The efficiency of deep learning algorithms for detecting anatomical
reference points on radiological images of the head profile
- URL: http://arxiv.org/abs/2005.12110v2
- Date: Thu, 18 Jun 2020 09:12:49 GMT
- Title: The efficiency of deep learning algorithms for detecting anatomical
reference points on radiological images of the head profile
- Authors: Konstantin Dobratulin, Andrey Gaidel, Irina Aupova, Anna Ivleva,
Aleksandr Kapishnikov, Pavel Zelter
- Abstract summary: A U-Net neural network allows performing the detection of anatomical reference points more accurately than a fully convolutional neural network.
The results of the detection of anatomical reference points by the U-Net neural network are closer to the average results of the detection of reference points by a group of orthodontists.

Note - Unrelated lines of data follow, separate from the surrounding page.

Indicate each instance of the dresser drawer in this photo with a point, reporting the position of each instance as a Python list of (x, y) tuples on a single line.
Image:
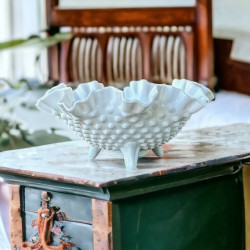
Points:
[(66, 217), (76, 207), (80, 234)]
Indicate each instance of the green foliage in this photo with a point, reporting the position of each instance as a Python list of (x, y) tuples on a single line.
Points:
[(12, 136)]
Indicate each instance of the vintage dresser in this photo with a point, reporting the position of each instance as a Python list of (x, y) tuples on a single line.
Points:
[(194, 197)]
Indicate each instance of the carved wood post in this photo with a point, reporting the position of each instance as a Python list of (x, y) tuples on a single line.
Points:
[(102, 224), (204, 42)]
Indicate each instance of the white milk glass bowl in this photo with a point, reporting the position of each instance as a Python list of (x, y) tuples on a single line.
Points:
[(143, 116)]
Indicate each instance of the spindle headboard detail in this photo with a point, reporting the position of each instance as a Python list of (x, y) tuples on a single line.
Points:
[(115, 46)]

- Score: 55.41644538483948
- License: http://arxiv.org/licenses/nonexclusive-distrib/1.0/
- Abstract: In this article we investigate the efficiency of deep learning algorithms in
solving the task of detecting anatomical reference points on radiological
images of the head in lateral projection using a fully convolutional neural
network and a fully convolutional neural network with an extended architecture
for biomedical image segmentation - U-Net. A comparison is made for the results
of detection anatomical reference points for each of the selected neural
network architectures and their comparison with the results obtained when
orthodontists detected anatomical reference points. Based on the obtained
results, it was concluded that a U-Net neural network allows performing the
detection of anatomical reference points more accurately than a fully
convolutional neural network. The results of the detection of anatomical
reference points by the U-Net neural network are closer to the average results
of the detection of reference points by a group of orthodontists.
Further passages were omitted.